Опешив, Василий Васильевич подскочил. Резко ухватив Ивана за плечи, тряхнул.
– Чаго баешь?! – всполошившись, воскликнул он. – Се брехня!
Иван раздраженно оторвал от себя цепкие руки брата и обреченно плюхнулся на лавку.
– Не брехня! Ужо кликала монахов да велела дьяку готовить бумаги, – горестно проронил Иван, тяжело вздохнув. Он пересел на лавку ближе к печи и бросил несколько поленьев.
Прищурившись, Иван Васильевич уставился в яркое зево печки. Огонь, торопливо мечась по дровишкам, жгучими языками пламени безжалостно обращал поленья в угли и пепел. Взгрустнулось.
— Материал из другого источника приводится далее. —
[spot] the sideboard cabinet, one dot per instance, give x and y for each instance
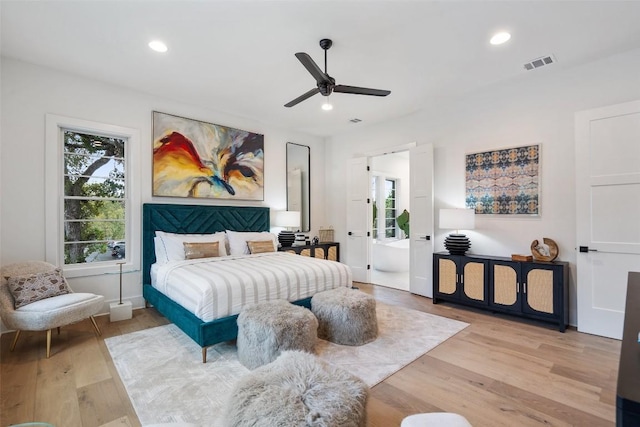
(536, 290)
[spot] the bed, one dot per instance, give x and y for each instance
(192, 219)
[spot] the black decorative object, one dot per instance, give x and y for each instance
(286, 238)
(457, 219)
(457, 244)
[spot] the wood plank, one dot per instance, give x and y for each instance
(56, 397)
(500, 371)
(100, 404)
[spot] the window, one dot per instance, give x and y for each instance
(374, 199)
(384, 202)
(390, 208)
(90, 194)
(94, 197)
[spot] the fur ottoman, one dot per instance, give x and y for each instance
(298, 389)
(345, 316)
(267, 328)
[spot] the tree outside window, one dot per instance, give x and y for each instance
(94, 197)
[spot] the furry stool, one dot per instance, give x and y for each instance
(345, 316)
(297, 389)
(267, 328)
(435, 419)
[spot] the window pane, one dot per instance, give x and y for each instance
(78, 253)
(94, 197)
(84, 209)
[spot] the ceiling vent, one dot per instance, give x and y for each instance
(539, 62)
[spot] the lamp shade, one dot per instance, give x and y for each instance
(289, 219)
(457, 219)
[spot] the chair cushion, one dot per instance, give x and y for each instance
(57, 302)
(29, 288)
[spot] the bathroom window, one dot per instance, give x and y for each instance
(383, 191)
(390, 208)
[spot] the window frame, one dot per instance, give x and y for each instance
(54, 194)
(380, 200)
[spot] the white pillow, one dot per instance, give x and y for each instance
(174, 243)
(238, 240)
(161, 252)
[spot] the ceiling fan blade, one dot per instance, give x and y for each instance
(360, 90)
(302, 97)
(312, 67)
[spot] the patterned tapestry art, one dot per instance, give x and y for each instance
(504, 181)
(199, 159)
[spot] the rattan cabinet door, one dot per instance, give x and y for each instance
(541, 287)
(504, 286)
(447, 278)
(474, 281)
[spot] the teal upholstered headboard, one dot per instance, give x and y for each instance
(195, 219)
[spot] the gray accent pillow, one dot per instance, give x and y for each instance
(35, 287)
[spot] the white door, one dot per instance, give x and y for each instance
(358, 218)
(608, 214)
(421, 216)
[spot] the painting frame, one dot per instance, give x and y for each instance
(203, 160)
(504, 181)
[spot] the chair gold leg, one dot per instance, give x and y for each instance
(95, 325)
(15, 340)
(48, 343)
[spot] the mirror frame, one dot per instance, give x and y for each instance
(299, 155)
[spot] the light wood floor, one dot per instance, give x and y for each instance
(499, 371)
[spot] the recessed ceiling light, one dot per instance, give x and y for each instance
(500, 38)
(158, 46)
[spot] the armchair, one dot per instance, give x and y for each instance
(48, 313)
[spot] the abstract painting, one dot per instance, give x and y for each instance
(504, 182)
(198, 159)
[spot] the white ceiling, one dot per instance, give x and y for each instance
(238, 56)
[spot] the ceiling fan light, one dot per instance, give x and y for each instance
(158, 46)
(500, 38)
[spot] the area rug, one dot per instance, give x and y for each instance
(162, 368)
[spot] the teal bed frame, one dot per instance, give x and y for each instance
(196, 219)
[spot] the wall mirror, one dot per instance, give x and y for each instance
(298, 182)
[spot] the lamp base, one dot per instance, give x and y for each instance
(300, 240)
(457, 244)
(286, 238)
(119, 311)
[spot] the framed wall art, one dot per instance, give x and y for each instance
(204, 160)
(504, 182)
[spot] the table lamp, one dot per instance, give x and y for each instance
(289, 220)
(457, 219)
(120, 310)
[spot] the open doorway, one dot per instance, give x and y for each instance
(390, 191)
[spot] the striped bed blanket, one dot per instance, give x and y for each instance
(212, 288)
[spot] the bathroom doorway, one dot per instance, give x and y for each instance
(390, 192)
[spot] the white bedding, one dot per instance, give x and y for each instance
(212, 288)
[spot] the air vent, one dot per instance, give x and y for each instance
(539, 62)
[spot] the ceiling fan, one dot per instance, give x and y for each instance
(327, 84)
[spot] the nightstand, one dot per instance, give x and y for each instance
(326, 250)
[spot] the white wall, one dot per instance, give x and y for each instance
(536, 107)
(29, 92)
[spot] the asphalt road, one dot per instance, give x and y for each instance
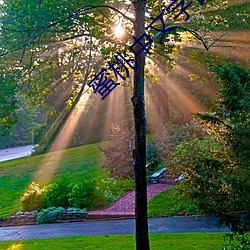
(14, 153)
(156, 225)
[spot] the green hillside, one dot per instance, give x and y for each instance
(16, 175)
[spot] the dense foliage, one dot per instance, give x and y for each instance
(217, 168)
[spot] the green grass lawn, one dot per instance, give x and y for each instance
(16, 175)
(171, 241)
(169, 203)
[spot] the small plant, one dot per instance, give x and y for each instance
(33, 197)
(48, 215)
(57, 193)
(243, 242)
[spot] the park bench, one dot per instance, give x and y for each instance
(155, 177)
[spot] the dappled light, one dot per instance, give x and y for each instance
(51, 161)
(16, 247)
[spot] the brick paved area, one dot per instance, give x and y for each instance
(124, 207)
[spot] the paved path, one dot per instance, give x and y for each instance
(125, 206)
(14, 153)
(156, 225)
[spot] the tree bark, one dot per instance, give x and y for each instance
(139, 151)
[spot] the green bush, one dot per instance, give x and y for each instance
(242, 241)
(81, 194)
(109, 189)
(57, 193)
(48, 215)
(33, 198)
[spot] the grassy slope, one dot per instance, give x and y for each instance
(169, 203)
(16, 175)
(173, 241)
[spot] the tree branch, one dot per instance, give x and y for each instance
(193, 32)
(42, 29)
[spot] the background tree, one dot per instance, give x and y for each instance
(44, 35)
(118, 156)
(217, 168)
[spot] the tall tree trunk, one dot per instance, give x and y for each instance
(139, 152)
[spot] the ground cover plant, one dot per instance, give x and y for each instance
(170, 202)
(75, 165)
(171, 241)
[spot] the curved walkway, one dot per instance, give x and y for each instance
(156, 225)
(125, 206)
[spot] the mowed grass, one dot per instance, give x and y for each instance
(170, 241)
(16, 175)
(169, 202)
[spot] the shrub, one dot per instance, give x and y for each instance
(118, 153)
(48, 215)
(243, 242)
(33, 197)
(166, 141)
(81, 194)
(57, 193)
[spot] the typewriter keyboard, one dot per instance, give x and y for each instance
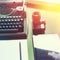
(11, 24)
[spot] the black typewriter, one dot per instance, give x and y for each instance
(13, 23)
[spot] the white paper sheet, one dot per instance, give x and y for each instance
(47, 41)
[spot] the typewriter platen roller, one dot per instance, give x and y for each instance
(13, 23)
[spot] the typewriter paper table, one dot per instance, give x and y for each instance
(10, 50)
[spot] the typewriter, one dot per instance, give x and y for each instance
(13, 23)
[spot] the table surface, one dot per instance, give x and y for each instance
(10, 50)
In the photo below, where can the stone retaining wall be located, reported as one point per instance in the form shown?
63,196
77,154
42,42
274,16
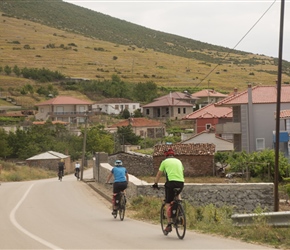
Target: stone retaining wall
242,197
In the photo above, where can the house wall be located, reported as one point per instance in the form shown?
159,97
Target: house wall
201,123
264,124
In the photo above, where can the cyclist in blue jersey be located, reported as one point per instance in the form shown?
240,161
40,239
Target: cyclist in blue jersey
121,179
174,171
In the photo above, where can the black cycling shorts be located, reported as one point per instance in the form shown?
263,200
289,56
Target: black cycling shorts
169,192
119,186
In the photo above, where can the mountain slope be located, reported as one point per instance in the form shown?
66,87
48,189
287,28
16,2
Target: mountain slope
82,43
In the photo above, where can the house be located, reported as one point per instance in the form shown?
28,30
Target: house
207,117
221,144
167,108
185,96
115,106
49,160
142,127
254,123
64,108
207,96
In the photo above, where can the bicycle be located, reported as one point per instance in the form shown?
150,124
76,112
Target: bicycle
119,200
177,215
60,174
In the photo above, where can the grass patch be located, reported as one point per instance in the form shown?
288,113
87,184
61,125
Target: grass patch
12,172
213,220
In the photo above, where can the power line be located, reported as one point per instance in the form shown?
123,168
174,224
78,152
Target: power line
238,42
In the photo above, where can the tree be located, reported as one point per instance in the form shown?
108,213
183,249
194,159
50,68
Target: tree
99,140
16,70
7,70
6,150
127,136
145,92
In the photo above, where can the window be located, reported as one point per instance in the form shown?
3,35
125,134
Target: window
260,143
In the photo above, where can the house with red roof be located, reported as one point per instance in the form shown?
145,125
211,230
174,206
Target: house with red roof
221,144
142,127
254,123
207,96
63,108
115,106
206,118
172,106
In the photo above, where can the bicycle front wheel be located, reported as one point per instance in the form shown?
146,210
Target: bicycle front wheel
163,218
122,207
180,222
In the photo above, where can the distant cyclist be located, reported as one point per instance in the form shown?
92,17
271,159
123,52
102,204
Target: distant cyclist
61,168
121,179
174,171
77,170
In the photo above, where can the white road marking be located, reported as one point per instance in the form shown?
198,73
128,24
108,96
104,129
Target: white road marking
15,223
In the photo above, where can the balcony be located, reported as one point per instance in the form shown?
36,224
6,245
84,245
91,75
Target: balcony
68,114
228,128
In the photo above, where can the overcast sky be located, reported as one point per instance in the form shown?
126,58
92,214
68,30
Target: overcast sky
250,26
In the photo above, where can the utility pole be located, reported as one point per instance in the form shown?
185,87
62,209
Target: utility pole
276,179
84,144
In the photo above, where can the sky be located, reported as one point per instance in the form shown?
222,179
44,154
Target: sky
247,25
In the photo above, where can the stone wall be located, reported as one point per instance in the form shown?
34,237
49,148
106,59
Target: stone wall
136,164
242,197
194,165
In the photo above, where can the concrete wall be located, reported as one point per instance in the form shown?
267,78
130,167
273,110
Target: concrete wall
242,197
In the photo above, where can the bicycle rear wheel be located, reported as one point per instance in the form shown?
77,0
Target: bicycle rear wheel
163,219
180,222
122,207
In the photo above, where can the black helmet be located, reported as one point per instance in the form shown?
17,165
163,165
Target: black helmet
118,163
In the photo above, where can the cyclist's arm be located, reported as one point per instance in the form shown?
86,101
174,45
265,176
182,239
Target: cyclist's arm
127,177
158,175
109,177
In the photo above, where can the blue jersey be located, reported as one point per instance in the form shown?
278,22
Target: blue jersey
119,174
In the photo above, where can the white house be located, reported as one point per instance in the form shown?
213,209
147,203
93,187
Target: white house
114,106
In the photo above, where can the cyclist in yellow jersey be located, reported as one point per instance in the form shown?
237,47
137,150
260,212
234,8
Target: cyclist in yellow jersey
174,171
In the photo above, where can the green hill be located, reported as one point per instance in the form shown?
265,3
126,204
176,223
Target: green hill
86,44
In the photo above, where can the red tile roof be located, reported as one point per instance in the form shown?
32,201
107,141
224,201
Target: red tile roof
115,100
137,122
260,94
208,92
64,100
53,122
210,111
166,102
178,95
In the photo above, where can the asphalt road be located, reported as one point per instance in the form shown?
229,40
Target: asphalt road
49,214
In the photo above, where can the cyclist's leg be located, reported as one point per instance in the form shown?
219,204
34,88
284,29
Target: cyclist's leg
169,196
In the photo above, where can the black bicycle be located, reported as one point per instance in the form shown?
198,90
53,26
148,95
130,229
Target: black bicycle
120,204
177,216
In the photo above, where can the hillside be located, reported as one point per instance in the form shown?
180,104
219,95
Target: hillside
85,44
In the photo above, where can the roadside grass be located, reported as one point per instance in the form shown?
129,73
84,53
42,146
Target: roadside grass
204,219
216,221
11,172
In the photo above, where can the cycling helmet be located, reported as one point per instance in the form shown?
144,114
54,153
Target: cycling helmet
118,163
168,152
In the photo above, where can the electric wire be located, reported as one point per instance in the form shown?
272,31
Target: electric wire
238,42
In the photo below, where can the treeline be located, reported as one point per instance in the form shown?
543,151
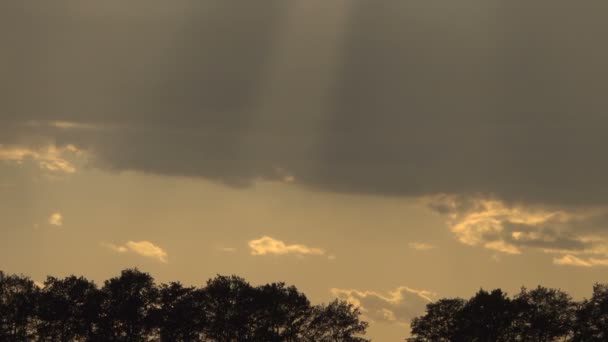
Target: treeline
538,315
131,307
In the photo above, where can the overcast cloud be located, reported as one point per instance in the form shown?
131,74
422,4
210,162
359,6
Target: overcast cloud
470,97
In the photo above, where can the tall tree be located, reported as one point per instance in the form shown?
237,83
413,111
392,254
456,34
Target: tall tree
229,305
18,298
281,313
440,323
68,309
338,321
591,323
181,315
543,314
486,317
126,310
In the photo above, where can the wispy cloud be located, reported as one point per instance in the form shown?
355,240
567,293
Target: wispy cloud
50,158
270,246
571,260
56,219
143,248
577,235
398,306
420,246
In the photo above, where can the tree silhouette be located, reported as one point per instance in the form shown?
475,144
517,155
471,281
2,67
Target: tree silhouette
439,324
131,307
543,314
181,315
538,315
127,304
336,322
282,313
486,317
591,323
18,296
67,309
229,304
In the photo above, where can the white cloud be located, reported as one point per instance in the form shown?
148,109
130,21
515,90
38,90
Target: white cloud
398,306
420,246
50,158
143,248
577,234
56,219
571,260
269,246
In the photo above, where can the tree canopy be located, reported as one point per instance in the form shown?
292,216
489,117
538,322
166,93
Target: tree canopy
538,315
132,307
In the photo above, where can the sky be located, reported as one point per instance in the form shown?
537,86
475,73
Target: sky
388,153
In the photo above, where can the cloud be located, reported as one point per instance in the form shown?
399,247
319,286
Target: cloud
269,246
444,103
142,248
514,228
56,219
571,260
420,246
49,158
398,306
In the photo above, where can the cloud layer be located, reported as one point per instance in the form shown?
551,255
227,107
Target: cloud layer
464,99
579,235
398,306
270,246
56,219
143,248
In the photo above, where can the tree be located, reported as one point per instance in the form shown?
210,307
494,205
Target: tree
18,296
181,315
543,314
591,321
439,324
281,313
336,322
486,317
67,309
128,302
229,305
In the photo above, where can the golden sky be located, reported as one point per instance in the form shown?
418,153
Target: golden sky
387,153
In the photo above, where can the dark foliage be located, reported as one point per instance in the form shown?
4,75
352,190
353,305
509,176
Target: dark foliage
133,308
538,315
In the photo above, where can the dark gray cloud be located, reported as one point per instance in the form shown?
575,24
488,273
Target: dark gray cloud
460,97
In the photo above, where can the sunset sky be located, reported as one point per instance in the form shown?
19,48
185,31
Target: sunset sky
385,152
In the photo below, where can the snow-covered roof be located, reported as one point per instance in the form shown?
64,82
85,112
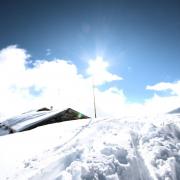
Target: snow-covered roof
27,120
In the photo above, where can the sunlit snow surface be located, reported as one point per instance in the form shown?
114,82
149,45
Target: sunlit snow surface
137,148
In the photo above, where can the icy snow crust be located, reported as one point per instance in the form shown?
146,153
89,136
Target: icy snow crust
127,148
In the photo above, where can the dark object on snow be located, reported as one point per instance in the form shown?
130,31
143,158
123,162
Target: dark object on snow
43,109
175,111
38,118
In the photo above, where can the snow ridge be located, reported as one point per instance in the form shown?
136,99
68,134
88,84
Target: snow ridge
128,148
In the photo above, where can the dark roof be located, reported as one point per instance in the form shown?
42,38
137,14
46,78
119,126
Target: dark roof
37,118
175,111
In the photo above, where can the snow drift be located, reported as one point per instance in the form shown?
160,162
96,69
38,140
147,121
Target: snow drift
137,148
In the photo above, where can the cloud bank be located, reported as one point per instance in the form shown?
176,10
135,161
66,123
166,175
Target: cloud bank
26,85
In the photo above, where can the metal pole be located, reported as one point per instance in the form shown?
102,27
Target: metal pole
94,98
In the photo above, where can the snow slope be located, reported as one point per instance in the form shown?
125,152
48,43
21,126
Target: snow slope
137,148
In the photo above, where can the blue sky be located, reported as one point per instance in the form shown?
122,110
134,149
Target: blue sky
140,40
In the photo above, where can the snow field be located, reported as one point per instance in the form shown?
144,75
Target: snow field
127,148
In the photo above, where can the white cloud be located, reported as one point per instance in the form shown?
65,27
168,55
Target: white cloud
164,103
163,86
58,83
98,70
55,82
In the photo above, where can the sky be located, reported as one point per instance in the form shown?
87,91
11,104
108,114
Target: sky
51,50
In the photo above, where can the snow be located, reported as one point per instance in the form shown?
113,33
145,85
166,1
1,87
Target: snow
137,148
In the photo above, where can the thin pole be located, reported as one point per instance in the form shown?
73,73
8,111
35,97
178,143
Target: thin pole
94,98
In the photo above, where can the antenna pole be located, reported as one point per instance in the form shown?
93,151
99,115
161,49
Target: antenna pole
94,98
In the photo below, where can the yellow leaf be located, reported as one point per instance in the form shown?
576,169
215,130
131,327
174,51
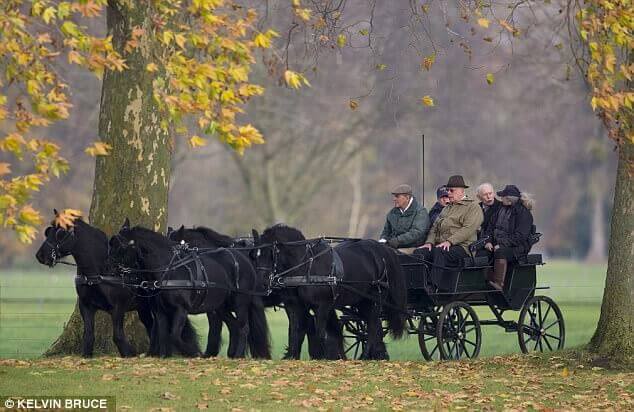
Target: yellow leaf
197,141
30,216
341,40
427,101
98,149
483,22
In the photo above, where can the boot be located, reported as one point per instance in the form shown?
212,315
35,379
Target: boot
499,273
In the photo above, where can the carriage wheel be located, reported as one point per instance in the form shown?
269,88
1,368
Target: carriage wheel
355,329
427,337
541,326
458,332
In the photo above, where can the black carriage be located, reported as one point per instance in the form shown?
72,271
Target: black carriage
442,314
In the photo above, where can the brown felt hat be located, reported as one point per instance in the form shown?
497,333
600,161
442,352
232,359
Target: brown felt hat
456,181
402,190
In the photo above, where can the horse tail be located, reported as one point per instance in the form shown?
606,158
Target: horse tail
258,338
397,297
190,335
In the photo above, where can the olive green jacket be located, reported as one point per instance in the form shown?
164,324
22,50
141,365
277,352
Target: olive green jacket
458,223
409,227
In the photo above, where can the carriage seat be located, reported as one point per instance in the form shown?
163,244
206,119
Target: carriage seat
531,259
476,261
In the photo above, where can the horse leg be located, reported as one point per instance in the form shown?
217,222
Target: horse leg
179,318
375,348
118,335
322,315
161,333
88,316
214,337
315,347
296,330
145,315
242,317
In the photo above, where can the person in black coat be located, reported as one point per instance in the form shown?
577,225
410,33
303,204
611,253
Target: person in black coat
442,194
509,233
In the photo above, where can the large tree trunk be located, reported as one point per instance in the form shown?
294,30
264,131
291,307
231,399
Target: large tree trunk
133,180
614,337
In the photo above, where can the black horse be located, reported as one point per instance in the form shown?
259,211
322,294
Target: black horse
369,280
97,288
193,282
301,323
203,238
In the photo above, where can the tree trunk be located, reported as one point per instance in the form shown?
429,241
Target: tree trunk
614,336
133,180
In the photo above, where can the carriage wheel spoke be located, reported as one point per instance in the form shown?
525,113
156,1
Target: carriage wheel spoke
543,320
547,343
551,325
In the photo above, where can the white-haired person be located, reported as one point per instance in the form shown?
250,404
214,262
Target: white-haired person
489,205
509,234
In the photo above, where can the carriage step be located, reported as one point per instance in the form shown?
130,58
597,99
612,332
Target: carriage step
291,281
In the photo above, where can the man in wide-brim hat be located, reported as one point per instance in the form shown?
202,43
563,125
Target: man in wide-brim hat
453,231
406,225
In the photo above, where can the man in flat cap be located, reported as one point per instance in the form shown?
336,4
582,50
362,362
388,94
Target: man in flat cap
454,229
407,223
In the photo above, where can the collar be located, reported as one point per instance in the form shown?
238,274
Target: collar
411,199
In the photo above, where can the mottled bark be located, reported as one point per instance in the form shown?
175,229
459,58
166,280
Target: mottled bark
614,337
133,180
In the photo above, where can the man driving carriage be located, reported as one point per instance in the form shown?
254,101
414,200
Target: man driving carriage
407,224
453,231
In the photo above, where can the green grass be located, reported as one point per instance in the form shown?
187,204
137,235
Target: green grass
514,382
34,306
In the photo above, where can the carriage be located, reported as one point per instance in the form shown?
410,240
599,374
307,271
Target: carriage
443,314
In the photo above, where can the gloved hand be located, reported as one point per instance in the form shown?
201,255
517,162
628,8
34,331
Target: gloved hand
393,242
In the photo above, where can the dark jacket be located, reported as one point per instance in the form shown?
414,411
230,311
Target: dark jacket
489,217
409,228
511,228
434,212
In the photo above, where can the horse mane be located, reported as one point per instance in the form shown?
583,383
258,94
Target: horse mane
214,237
283,233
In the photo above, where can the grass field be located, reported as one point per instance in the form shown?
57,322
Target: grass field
35,304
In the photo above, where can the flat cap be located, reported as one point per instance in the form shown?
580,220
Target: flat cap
402,190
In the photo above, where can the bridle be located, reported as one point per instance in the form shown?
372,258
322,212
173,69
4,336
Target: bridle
56,253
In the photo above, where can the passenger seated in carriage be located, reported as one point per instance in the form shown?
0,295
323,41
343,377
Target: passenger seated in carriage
453,231
407,224
509,234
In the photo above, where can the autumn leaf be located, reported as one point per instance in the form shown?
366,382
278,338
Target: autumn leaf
98,149
427,101
341,40
197,141
483,22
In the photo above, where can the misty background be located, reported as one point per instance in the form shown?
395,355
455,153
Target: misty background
335,150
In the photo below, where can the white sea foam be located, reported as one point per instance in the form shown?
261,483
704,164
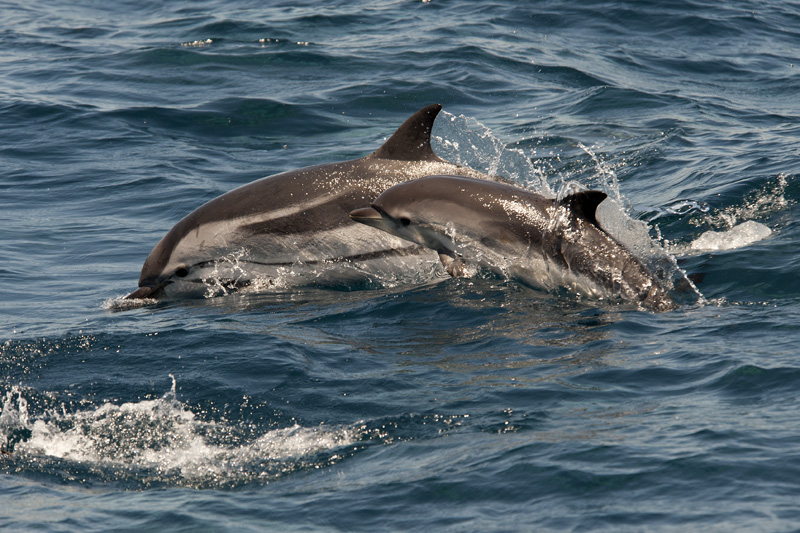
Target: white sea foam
161,440
741,235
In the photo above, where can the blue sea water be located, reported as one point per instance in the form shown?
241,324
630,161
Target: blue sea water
464,405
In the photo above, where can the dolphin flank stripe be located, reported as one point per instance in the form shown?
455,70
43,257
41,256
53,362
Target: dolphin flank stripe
300,217
516,233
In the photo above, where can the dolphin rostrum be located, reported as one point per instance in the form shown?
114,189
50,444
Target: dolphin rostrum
519,234
294,226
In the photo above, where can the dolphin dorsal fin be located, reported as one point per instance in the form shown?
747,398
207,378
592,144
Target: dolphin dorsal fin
584,204
412,140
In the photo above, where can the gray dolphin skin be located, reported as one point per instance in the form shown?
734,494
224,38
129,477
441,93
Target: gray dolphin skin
518,234
294,226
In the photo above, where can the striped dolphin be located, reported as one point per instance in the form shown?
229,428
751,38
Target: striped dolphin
294,226
519,234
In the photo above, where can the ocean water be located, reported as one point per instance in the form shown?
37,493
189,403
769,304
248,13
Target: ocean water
462,405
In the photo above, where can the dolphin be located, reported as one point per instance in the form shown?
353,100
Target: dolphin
544,243
293,228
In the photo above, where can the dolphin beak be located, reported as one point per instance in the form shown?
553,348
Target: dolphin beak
141,293
366,215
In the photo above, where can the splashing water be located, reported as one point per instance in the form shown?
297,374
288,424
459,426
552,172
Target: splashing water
160,441
477,147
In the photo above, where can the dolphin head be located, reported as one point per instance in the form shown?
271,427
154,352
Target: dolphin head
163,268
184,258
421,211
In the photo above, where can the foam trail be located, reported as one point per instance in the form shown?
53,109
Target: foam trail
739,236
161,442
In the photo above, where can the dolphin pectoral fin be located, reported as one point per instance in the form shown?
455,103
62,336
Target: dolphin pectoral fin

Так и затеянная Лукерьей суета, вдруг воспалившись, готова были поглотить их надежды на добро рода Шуйских.
– Эх-ма, как же палит нутро…
Во всю обожженная душа распахнулась, оголив неприкаянность и обугленность. Уже казавшееся своим, добро вновь объялось пламенем и вот, вот возмется огнем, уплывая в чужие руки. А братьям Шуйским оставалось только наблюдать, как вываливается из воза принадлежавшее их роду богатство, продолжая растекаться по чужим сундукам. А их судьбинушка: волочить дни горемыками на сумрачном тракте с убого-протянутой рукой.
– Неужель оставит нас… в сермяге?! – выплеснул Василий, потеряно взглянув на брата.
– Выходе, так, – горестно согласился Иван.
– Тьфу! Вражина, а не тетка! – взревел Василий. – Карает… карает племянников!
Вошла Дарья Алексеевна с глиняным кувшином и кружками. Поставила на стол. Сама занялась сбором одежды. Василий налил в кружки, протянул Ивану. Тот, прихлебывая, испил. Василий взял свою кружку, да так и застыл в задумчивости: «За какие грехи выпала житуха скудная?!»
Василий Васильевич жадно осушил. Посидел, скучившись. Вновь налил. Выпил. Не ощущая хмеля, еще раз выпил. В голове туманно поплыло, по нутру разлилось тепло. В сердце всколыхнулось жгучее пламя, докатываясь до горла. Запершило. В голове мелькнуло: «Эх-ма! Ни радости! Ни просвета!» Кто-то неумолимый вновь и вновь вырывал из рук давно ожидаемое огромное наследство. Нужно было что-то предпринимать! Но что?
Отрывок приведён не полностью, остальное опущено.